Troubleshooting Node Issues for Kubernetes Clusters Using the Node Doctor Script

Find out how to use the Node Doctor script to help you resolve issues with compute instances hosting worker nodes in clusters you've created using Kubernetes Engine (OKE).

The Node Doctor script is pre-installed on managed node compute instances to help you resolve issues with the instances. Depending on how you run it, the Node Doctor script:

Prints troubleshooting output that identifies potential problem areas, with links to documentation to address those areas.
Gathers system information into a bundle. My Oracle Support (MOS) provides instructions to upload the bundle to a support ticket.

If you see worker nodes with a Kubernetes Node Condition other than "Active", or with a Node State other than "Ready", use the Node Doctor script to troubleshoot the issues.

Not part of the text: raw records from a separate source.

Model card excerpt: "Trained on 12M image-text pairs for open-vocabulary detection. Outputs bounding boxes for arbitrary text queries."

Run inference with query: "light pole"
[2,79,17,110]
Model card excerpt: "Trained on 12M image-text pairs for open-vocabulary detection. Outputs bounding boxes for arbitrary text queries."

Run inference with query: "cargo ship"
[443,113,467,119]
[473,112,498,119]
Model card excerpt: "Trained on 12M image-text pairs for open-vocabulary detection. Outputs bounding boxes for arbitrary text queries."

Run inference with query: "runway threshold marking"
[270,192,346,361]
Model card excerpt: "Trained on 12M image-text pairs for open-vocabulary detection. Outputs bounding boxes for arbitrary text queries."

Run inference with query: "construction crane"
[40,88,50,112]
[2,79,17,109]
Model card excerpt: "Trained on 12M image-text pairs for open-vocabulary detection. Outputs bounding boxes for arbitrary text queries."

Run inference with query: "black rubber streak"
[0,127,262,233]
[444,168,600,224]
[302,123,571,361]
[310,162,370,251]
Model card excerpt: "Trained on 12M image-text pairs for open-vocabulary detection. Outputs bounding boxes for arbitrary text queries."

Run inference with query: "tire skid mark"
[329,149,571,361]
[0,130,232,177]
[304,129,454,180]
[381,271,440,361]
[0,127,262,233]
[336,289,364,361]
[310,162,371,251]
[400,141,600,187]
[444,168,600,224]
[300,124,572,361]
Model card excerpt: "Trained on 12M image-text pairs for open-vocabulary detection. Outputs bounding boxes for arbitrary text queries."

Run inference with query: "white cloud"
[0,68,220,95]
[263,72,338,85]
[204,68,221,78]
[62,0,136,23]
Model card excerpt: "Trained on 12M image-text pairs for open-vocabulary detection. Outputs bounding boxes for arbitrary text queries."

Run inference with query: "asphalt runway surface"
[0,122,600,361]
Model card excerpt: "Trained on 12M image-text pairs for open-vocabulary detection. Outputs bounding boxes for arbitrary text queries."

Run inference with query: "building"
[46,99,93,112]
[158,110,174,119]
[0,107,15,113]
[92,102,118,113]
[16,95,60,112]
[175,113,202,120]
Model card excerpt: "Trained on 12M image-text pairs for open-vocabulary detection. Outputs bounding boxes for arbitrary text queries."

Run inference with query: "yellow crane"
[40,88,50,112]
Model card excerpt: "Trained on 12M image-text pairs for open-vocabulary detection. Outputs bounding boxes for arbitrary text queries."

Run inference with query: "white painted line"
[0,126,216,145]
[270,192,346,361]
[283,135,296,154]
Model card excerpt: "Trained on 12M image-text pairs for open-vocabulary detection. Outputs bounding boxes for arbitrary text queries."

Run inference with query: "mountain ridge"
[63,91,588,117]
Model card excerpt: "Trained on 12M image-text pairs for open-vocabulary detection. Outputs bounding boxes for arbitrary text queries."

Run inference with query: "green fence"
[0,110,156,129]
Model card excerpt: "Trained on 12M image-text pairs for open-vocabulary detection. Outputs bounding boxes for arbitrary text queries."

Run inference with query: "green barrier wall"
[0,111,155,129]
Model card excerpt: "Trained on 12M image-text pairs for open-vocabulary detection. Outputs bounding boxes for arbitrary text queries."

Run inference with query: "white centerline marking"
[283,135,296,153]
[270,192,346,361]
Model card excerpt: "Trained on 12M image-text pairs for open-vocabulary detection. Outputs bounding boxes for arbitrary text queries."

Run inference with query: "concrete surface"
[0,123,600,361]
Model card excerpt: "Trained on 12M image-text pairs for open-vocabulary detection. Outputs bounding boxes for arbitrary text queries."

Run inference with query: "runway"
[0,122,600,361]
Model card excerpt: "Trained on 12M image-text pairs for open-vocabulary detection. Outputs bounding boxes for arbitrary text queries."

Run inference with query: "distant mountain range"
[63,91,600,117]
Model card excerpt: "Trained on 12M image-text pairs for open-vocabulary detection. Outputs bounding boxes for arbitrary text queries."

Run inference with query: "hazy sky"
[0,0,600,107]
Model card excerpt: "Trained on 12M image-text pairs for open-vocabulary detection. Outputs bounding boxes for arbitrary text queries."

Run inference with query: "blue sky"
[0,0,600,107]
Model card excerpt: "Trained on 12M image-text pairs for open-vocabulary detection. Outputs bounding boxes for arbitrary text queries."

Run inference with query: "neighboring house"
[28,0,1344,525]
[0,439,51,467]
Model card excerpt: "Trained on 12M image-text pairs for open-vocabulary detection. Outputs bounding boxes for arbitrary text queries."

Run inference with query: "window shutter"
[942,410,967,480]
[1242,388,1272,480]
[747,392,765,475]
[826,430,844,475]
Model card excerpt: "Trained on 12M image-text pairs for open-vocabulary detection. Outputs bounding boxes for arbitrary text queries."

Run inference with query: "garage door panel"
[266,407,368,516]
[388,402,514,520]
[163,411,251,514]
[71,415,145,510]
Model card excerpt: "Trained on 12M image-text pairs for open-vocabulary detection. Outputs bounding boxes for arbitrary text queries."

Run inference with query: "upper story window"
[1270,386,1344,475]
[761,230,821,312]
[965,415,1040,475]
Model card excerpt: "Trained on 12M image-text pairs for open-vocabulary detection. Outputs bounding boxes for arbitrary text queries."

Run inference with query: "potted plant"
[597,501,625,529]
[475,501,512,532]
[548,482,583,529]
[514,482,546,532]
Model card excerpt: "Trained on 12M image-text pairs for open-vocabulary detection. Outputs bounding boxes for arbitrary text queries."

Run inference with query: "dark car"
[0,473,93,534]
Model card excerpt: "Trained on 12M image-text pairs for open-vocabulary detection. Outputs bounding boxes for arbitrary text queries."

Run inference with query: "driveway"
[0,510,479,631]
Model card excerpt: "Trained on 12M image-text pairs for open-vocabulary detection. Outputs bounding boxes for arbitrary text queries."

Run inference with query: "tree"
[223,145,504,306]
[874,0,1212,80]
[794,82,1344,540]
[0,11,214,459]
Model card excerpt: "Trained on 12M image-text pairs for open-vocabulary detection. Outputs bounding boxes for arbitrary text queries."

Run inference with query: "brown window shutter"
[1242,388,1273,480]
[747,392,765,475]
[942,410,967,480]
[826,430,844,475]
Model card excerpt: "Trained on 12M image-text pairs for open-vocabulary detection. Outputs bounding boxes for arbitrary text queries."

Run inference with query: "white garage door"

You can run the Node Doctor script in the following ways:

using SSH
using the Run Command feature

The Worker Node Troubleshooting Guide is a convenient way to start the Node Doctor script from the Console. The Worker Node Troubleshooting Guide provides dynamically populated commands to run the Node Doctor script using either SSH or the Run Command feature. To access the Worker Node Troubleshooting Guide:

On the node pool details page, select Troubleshoot Nodes from the Actions menu.
In the Worker Node Troubleshooting Guide dialog, select either SSH Connections or Run Command, and follow the instructions.

Note

The Node Doctor script is pre-installed on worker node instances created from July 19, 2021. Worker nodes created before July 19, 2021 do not have the Node Doctor script pre-installed. To find out how to install the Node Doctor script, see Downloading, Installing, and Updating the Node Doctor Script. Note that to install the Node Doctor script on such nodes, you must have SSH access to them.
Oracle releases new versions of the Node Doctor script periodically. Before running the Node Doctor script for the first time (even on worker nodes created after July 19, 2021), follow the instructions in Downloading, Installing, and Updating the Node Doctor Script to update the script to the latest version. It's also recommended good practice to update the Node Doctor script from time to time.
You can run the Node Doctor script on worker nodes in managed node pools, but not in virtual node pools.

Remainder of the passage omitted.